Se não tivesse as pernas tão inchadas por causa do calor, notar-se-ia que estão mais magras desde que parei de fumar há dois anos. À barriguinha retirei meia dúzia de centímetros e reduzi, na cintura, em dois números o tamanho das calças. Lamento é que dos quatro pares de ganga que tive de deitar fora, nem um pôde aproveitar para fazer uns calções. Nessa época, embora fosse mais novo, só fazendo uma cura de desintoxicação podia pensar em vir a caminhar com tamanha desenvoltura, tratamento esse que passava por passar a dormir mais e melhor, por sair à rua para praticar desporto e por melhorar a alimentação, ou seja, alterando profundamente o estilo de vida que levava, deixando de ser sedentário para me tornar nómada, com tanta energia que não sossegava em lado nenhum.

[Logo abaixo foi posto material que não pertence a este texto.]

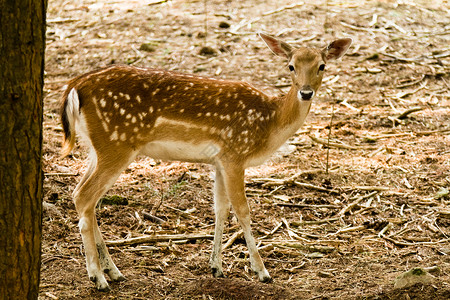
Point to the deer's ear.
(278, 47)
(337, 48)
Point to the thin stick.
(405, 114)
(329, 135)
(317, 222)
(159, 238)
(206, 21)
(232, 239)
(340, 145)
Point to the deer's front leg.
(234, 183)
(222, 209)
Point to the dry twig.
(159, 238)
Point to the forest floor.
(332, 221)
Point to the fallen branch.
(317, 222)
(307, 205)
(405, 114)
(340, 145)
(152, 218)
(159, 238)
(61, 174)
(400, 243)
(309, 248)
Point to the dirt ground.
(337, 220)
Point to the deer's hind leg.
(222, 209)
(101, 175)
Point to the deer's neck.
(292, 112)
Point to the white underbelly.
(182, 151)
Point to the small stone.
(149, 47)
(206, 51)
(224, 24)
(412, 277)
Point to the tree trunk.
(22, 44)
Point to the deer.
(120, 112)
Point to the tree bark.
(22, 44)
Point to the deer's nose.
(306, 93)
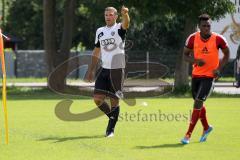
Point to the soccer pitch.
(150, 130)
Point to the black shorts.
(201, 88)
(109, 81)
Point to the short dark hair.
(203, 17)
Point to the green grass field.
(36, 133)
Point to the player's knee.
(198, 104)
(98, 101)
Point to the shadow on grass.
(58, 140)
(24, 93)
(176, 145)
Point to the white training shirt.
(111, 41)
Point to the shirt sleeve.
(97, 42)
(221, 42)
(190, 41)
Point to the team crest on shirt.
(112, 33)
(205, 50)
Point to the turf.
(36, 133)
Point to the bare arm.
(125, 18)
(225, 58)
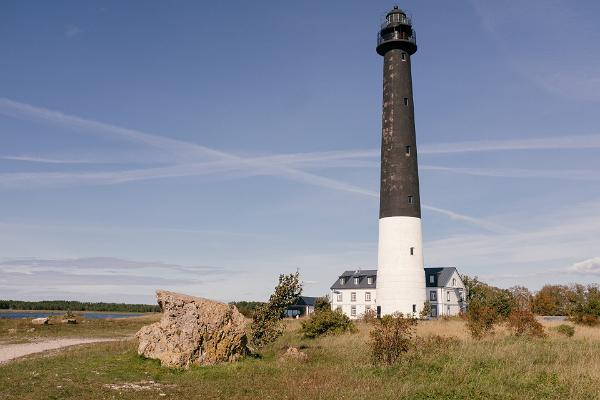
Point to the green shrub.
(566, 330)
(326, 322)
(481, 320)
(266, 321)
(523, 323)
(369, 316)
(391, 337)
(322, 303)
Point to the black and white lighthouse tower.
(400, 274)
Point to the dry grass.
(23, 331)
(499, 367)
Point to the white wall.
(346, 304)
(400, 274)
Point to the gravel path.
(11, 351)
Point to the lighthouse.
(400, 276)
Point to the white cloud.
(72, 31)
(590, 266)
(217, 159)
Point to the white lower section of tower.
(400, 274)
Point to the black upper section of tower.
(396, 33)
(399, 192)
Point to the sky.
(207, 147)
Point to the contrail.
(262, 166)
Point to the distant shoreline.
(72, 311)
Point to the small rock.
(293, 354)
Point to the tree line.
(581, 303)
(64, 305)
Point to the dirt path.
(11, 351)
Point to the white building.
(354, 292)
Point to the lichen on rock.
(194, 331)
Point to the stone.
(194, 331)
(294, 354)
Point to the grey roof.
(361, 274)
(441, 278)
(305, 301)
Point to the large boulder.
(194, 331)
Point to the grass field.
(22, 331)
(501, 367)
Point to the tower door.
(434, 311)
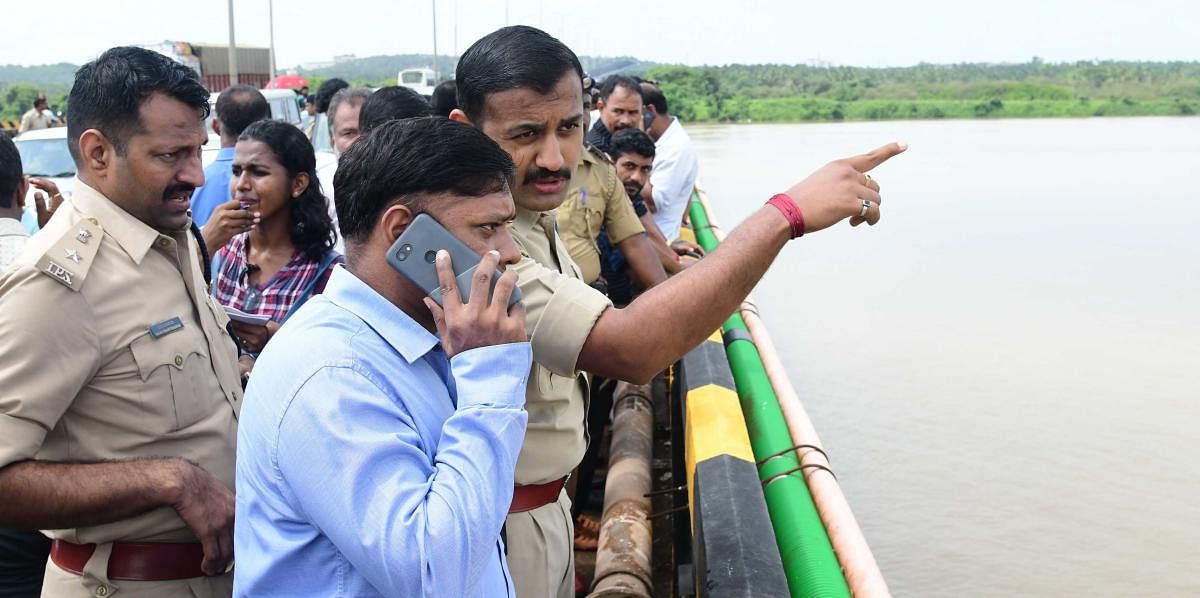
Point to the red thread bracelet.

Eu e esses dois amigos de longa data, o Pedro e o Carlos, decidimos, ao fim de ponderarmos sobre se estaríamos preparados para tal, encetar uma peregrinação a Fátima, iniciando a viagem a pé com um trajeto maior logo no primeiro dos três dias previstos, para podermos relaxar um pouco nos dois que se seguiam.

Saímos de Vila Franca de Xira, cidade onde ambos residiam e de onde um deles era natural, com destino a Santarém, onde não pretendíamos ficar além do tempo necessário para dormir, pois a viagem mal começara e, com saudades de casa, já tinham pressa de chegar, com passagem pela vila do Cartaxo para irmos almoçar, onde se impunha, ao restaurante de uma prima da minha mulher, que era casada com uma rapaz que é mecânico na Ford e onde só seria imperioso irmos se fossemos de carro e ele tivesse uma avaria.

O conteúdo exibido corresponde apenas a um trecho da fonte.